The question of the month appears to be this. If you put an airplane on a treadmill and get it going really fast (working up a heck of a sweat, mind you), will it eventually take off?
Upgrade: Travel Better points out that David Pogue of the New York Times even picked this one up a few days ago (and that’s where this picture came from, though the headband addition was mine). So what’s the answer?
No, it won’t.
Now I’m amazed at how many conflicting opinions there are on this thing, because it seems very basic to me. Let’s say you get that treadmill humming in a really big gym (with no wind around) and the plane has full takeoff power going. Those wheels are racing on the treadmill, but it doesn’t matter what the wheels do here. Aircraft get lift from air passing over the wings, and in this case, there isn’t any.
If there’s no wind in the area and the plane isn’t moving through the air, then there will be no air passing over the wings. It’s that simple. Now if there happens to be a 200 knot headwind, you’re going to get airborne whether your engines are on or not, but I’m assuming that’s not part of the question here.
Ever wondered why airplanes take off on different runways at different times? Well, they always want to take off into the wind. The reason for that is once again that ground speed doesn’t matter – it’s airspeed that does.

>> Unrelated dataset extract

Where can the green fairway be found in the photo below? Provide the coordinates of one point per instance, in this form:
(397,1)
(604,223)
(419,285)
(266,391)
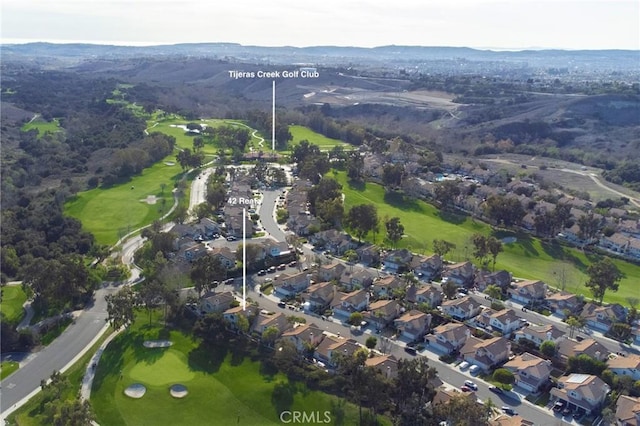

For simplicity’s sake, let’s say you need 100 knots of airspeed to get off the ground (meaning the air is moving over your wings at 100 knots). If the wind is blowing 10 knots down the runway and you take off into it, you only need to be going 90 knots on the ground, because 90 knots plus the 10 knots that the air is already moving will get you where to need to be.
Conversely if you took off the other way, you would need to be going 110 knots because you’ve already got 10 knots at your back. Only when you get to 110 knots on the ground would you have 100 knots of airspeed.
On that treadmill, air is not moving over the wing at all so it’s not taking off.